Sur le papier, la console Nintendo DS ne cède rien à sa rivale à venir, la Sony PSP: dimension et poids comparables et mêmes capacités de jeu en réseau sans fil. Mais en découvrant de visu l'engin de Sony, on comprend immédiatement que les ingénieurs ont misé gros pour ravir des parts de marché à Nintendo. Inutile de tergiverser: les qualités de la PSP la placent très au-dessus de la DS.
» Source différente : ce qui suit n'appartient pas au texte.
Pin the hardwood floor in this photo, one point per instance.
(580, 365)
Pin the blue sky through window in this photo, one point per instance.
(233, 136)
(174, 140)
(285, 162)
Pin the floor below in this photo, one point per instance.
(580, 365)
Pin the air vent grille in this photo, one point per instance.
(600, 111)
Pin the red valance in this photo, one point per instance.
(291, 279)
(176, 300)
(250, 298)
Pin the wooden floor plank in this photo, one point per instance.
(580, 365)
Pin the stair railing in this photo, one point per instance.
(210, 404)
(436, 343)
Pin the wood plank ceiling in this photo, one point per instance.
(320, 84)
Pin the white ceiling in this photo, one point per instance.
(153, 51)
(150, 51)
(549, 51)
Encore éteinte, la console a tout du bel objet. Le plastique noir, le plexiglas fumé couvrant l'entier de la surface supérieure, les discrets boutons et, surtout, l'immense écran tout en largeur révolutionnent le design des consoles portables – volontiers bas de gamme jusque-là. Allumée, la Sony PSP confirme. L'affichage en 16 millions de couleurs est d'une grande luminosité et constitue l'atout principal de la console. Elle est également dotée de deux haut-parleurs d'excellente facture.

Les deux jeux prêtés par Sony pour convaincre les journalistes – la course de voitures Ridge Racer et la simulation de golf Everybody's Golf – remplissent parfaitement leur mission. La qualité des images en trois dimensions se rapproche de celle d'une console de salon. Les animations sont très fluides, et l'impression de vitesse dans Ridge Racer est stupéfiante. Un joystick analogique, placé sous les quatre boutons de direction, permet de doser les déplacements.
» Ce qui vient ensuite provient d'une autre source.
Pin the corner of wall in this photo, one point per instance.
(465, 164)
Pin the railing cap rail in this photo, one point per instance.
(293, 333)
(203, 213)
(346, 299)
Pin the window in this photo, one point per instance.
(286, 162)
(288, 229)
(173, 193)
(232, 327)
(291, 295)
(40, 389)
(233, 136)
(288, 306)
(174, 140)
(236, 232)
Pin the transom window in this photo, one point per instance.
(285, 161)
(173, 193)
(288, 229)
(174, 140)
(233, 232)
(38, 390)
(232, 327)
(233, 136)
La PSP se nourrit de disques nommés UMD, ressemblant à des Mini-Discs. Ils servent à accueillir jeux ou films, grâce à une grande capacité de stockage (1,8 Go). Les connexions USB, Internet sans fil (Wi-Fi) et infrarouge sont des atouts de poids. Le Wi-Fi sert à jouer jusqu'à seize à la même partie. Il permet aussi de télécharger des personnages, voitures ou cartes supplémentaires pour certains jeux. La console sait aussi lire de la musique au format MP3 et afficher des images numériques. Un port Memory Stick est disponible – le même que dans les appareils photo de Sony.
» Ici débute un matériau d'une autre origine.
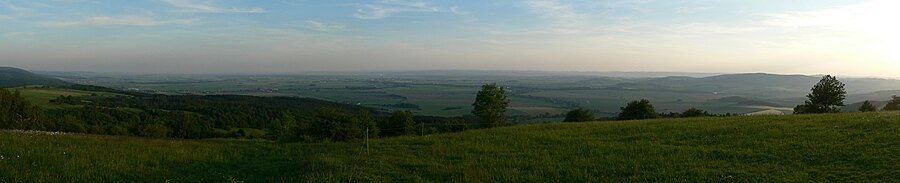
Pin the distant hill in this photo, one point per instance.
(13, 77)
(854, 107)
(745, 101)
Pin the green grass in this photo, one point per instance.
(798, 148)
(42, 96)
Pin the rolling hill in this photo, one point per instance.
(849, 147)
(14, 77)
La PSP n'est pas sans défaut. Elle semble fragile – son écran n'est pas protégé comme celui de la Nintendo DS, et les deux boutons placés sur les côtés de la console sont particulièrement exposés –, Logitech vient d'ailleurs d'annoncer la vente d'un étui spécial. Son autonomie est faible – moins de quatre heures selon nos tests. La ludothèque de la PSP n'est pas aussi étendue que celle de la Nintendo DS. Et la PSP sera chère, même si aucun prix définitif n'est encore établi. «Elle coûtera environ 350 francs», avance Brigitte Moor, responsable presse de Sony Suisse. Les jeux? «Entre 70 et 80 francs.» Les films? «Aucune information pour l'instant» – mais on les trouve en japonais pour près de 50 francs sur Internet. La Sony PSP sera disponible en Suisse en avril ou en mai. Et Sony ne précisera pas la date définitive avant deux semaines.